Read #1 - LLMs Cannot Reliably Judge (Yet?): A Comprehensive Assessment on the Robustness of LLM-as-a-Judge
💾: GitHub 📜: arxiv 🏡: Pre-Print
This is a grand read for folks that are interested in research around the whole LLM-as-a-judge movement. I am happy to start seeing some critical/security-focused research on these!
Commentary: I am happy to see more papers evaluating the automated evaluators. This paper basically looks at the effect of adversarial attacks against an LLM judge, particularly if you want to skew/effect the downstream evaluation and call it RobustJudge (imaginative, right?). The threat model section within this paper is a bit iffy, and I think it misses the point. That being said, it is great to see folks including threat modelling sections. It helps understand the researchers' framing/authors' thinking.

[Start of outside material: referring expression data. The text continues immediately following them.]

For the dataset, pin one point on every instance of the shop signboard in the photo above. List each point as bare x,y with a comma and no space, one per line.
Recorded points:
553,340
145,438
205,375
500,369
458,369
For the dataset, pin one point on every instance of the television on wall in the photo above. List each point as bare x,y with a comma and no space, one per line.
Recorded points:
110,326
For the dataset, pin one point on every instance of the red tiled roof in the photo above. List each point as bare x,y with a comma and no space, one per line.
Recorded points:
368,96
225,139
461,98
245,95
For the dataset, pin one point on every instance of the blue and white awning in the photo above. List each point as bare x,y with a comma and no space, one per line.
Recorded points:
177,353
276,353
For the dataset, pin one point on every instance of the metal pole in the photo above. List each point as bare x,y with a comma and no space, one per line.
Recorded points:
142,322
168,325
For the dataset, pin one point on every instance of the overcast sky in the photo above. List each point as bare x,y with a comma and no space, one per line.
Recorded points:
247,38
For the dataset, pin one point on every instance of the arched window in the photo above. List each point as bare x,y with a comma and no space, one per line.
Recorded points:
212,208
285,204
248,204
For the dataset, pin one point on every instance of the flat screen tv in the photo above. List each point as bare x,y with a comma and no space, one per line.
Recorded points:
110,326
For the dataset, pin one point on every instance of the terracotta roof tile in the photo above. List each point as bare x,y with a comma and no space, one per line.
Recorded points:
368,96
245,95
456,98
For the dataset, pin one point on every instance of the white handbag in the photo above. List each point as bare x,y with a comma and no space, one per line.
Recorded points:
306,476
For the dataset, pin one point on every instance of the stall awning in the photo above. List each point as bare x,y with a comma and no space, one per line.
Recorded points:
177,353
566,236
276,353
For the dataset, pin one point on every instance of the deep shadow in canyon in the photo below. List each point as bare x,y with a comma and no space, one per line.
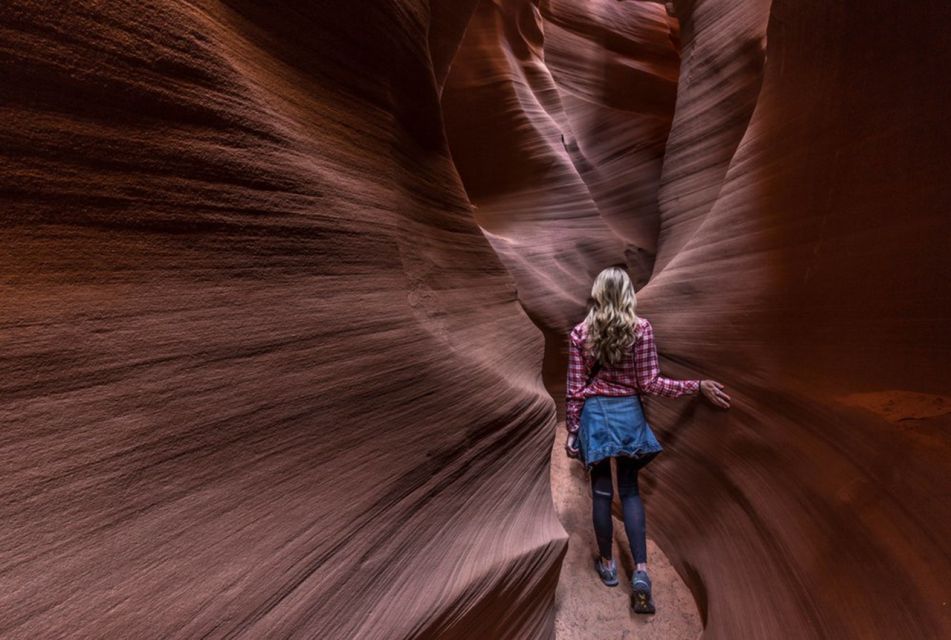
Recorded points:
273,279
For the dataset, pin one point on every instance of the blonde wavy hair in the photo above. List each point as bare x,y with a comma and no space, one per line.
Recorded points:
612,321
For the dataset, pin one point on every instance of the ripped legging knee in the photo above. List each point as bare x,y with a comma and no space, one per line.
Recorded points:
602,492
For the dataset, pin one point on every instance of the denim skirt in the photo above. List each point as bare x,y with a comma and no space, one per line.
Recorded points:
615,426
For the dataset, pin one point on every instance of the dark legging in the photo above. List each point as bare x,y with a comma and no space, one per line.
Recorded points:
633,508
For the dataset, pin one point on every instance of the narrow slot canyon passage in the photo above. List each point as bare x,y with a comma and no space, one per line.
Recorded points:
552,202
286,288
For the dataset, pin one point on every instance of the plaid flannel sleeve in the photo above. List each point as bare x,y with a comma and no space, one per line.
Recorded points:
647,366
577,376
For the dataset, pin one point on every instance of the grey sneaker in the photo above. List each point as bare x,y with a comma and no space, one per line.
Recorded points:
641,593
608,576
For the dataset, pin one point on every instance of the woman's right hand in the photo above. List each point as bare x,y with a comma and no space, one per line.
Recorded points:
714,392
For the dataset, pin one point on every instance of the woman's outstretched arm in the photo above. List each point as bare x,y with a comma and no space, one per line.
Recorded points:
647,367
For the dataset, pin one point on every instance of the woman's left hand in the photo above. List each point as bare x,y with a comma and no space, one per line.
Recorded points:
571,446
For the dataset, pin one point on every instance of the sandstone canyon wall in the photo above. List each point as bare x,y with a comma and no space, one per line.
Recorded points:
265,375
801,257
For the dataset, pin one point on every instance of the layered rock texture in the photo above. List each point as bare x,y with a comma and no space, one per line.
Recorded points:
273,279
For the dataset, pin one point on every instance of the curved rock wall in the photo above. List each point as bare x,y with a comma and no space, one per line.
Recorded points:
801,237
262,374
262,367
815,285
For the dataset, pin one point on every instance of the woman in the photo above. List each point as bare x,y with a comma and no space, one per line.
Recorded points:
612,361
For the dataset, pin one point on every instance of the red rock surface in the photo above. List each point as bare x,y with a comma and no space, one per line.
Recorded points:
264,376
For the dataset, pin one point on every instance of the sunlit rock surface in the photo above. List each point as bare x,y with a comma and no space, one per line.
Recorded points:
263,375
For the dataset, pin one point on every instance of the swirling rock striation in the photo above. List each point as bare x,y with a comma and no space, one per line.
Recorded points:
262,373
265,375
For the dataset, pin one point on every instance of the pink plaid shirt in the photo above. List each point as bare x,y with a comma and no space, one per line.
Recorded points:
639,372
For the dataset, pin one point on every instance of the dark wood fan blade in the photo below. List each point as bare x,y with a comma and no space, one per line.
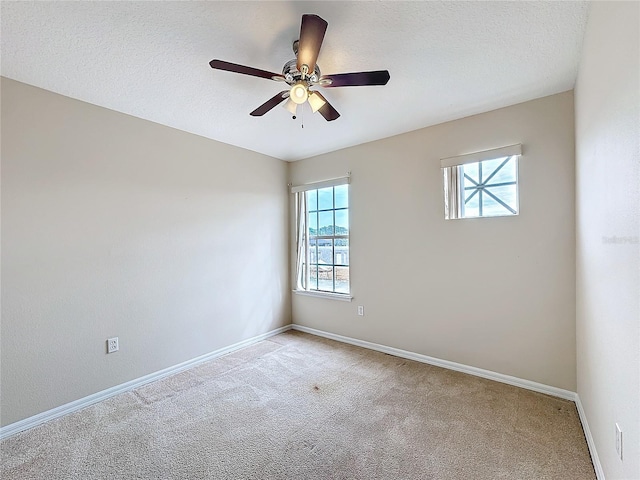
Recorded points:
234,67
357,79
311,35
327,111
269,104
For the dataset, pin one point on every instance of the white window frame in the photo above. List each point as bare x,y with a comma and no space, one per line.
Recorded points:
454,185
302,263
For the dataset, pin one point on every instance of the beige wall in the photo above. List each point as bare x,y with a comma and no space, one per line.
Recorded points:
493,293
115,226
608,232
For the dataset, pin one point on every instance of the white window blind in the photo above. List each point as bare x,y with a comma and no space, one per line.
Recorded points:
333,182
481,156
481,184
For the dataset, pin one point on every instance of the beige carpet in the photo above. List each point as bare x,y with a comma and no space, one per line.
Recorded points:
301,407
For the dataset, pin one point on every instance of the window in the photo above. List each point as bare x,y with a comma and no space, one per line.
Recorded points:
322,263
483,184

Now to stop throwing stones. The authors do a wide range of evaluations across various combinations of prompt template, model, tasks, comparison protocol and defences. I found the results pretty bonkers. Heuristic attacks consistently worked basically 100% of the time across all models and defences, with the “partial completions” attack being the most effective. They found that the defences (all of which are noddy) are somewhat effective, but the computational overhead of running them is very high. The authors found that models are extremely sensitive to prompt templates and that this has a large bearing on whether the model is vulnerable. I stewed on this for a bit and realised that we may actually need model providers/evaluators to release the prompt they used for evaluation. I am sure there is some tweaking going on here for benchmarking.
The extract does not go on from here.